Tropical Storm Son-tinh made landfall in Vietnam on Wednesday while Tropical Storm Ampil formed south of Okinawa. At 5:00 p.m. EDT on Saturday the center of Tropical Storm Son-tinh was located at latitude 19.1°N and longitude 105.5°E which put it about 30 miles (50 km) north-northwest of Vinh, Vietnam. Son-tinh was moving toward the west at 14 m.p.h. (22 km/h). The maximum sustained wind speed was 50 m.p.h. (80 km/h) and there were wind gusts to 65 m.p.h. (105 km/h). The minimum surface pressure was 990 mb.
Tropical Storm Son-tinh strengthened on Wednesday after it moved away from Hainan Island. A primary rainband wrapped around the western and southern side of the center of circulation and the inner end of the band began to evolve into a partial eyewall.

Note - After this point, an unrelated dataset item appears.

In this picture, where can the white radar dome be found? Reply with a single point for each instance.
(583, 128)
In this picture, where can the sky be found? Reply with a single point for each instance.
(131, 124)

Thunderstorms in the core of Son-tinh generated upper level divergence which pumped away mass. The removal of mass allowed the surface pressure to decrease. A stronger pressure gradient force produced higher wind speeds.
Tropical Storm Son-tinh moved south of a ridge in the upper and middle troposphere. The ridge steered Son-tinh steadily toward the west and the tropical storm made landfall just north of Vinh, Vietnam late on Wednesday. Tropical Storm Son-tinh brought gusty winds and locally heavy rain to the coast of northern Vietnam around Vinh. Son-tinh was also dropping locally heavy rain over portions of northern Vietnam and flash flooding could occur in some locations.
Tropical Storm Son-tinh will continue to move westward over northern Vietnam and northern Laos. Son-tinh will weaken as the circulation moves inland. It will continue to drop locally heavy rain and flash floods could occur in parts of northern Vietnam and northern Laos during the next several days.
The organization of former Tropical Depression 12W improved on Wednesday and the Japan Meteorological Agency designated the system as Tropical Storm Ampil. At 5:00 p.m. EDT on Wednesday the center of Tropical Storm Ampil was located at latitude 19.9°N and longitude 129.6°E which put it about 480 miles (775 km) south-southeast of Okinawa. Ampil was moving toward the east-northeast at 8 m.p.h. (13 km/h). The maximum sustained wind speed was 40 m.p.h. (65 km/h) and there were wind gusts to 50 m.p.h. (80 km/h). The minimum surface pressure was 996 mb.
The circulation of Tropical Storm Ampil was not particularly well organized. It exhibited characteristics of a hybrid low pressure system. There was an upper low northwest of the low level circulation. The upper low was causing strong southwesterly winds which were blowing across the top of the lower level circulation. Those winds were causing significant vertical wind shear and they were tilting the circulation strongly toward the northeast. The strongest bands of showers and thunderstorms were occurring south and west of the low level circulation. Bands north and west of the center consisted primarily of showers and lower clouds.
The upper low will gradually move toward the west. As the low moves westward, the vertical wind shear over Tropical Storm Ampil will start to decrease. Ampil will move over water where the Sea Surface Temperature is near 29°C. So, when the vertical wind shear decreases, then Tropical Storm Ampil will likely intensify. Ampil could eventually strengthen into a typhoon in two or three days.
The upper low will initially will steer Tropical Storm Ampil toward the northeast. When the upper low moves farther to the west on Thursday, then Ampil will move toward the north. On its anticipated track the center of Tropical Storm Ampil could be near Okinawa and the Ryukyu Islands in two or three days.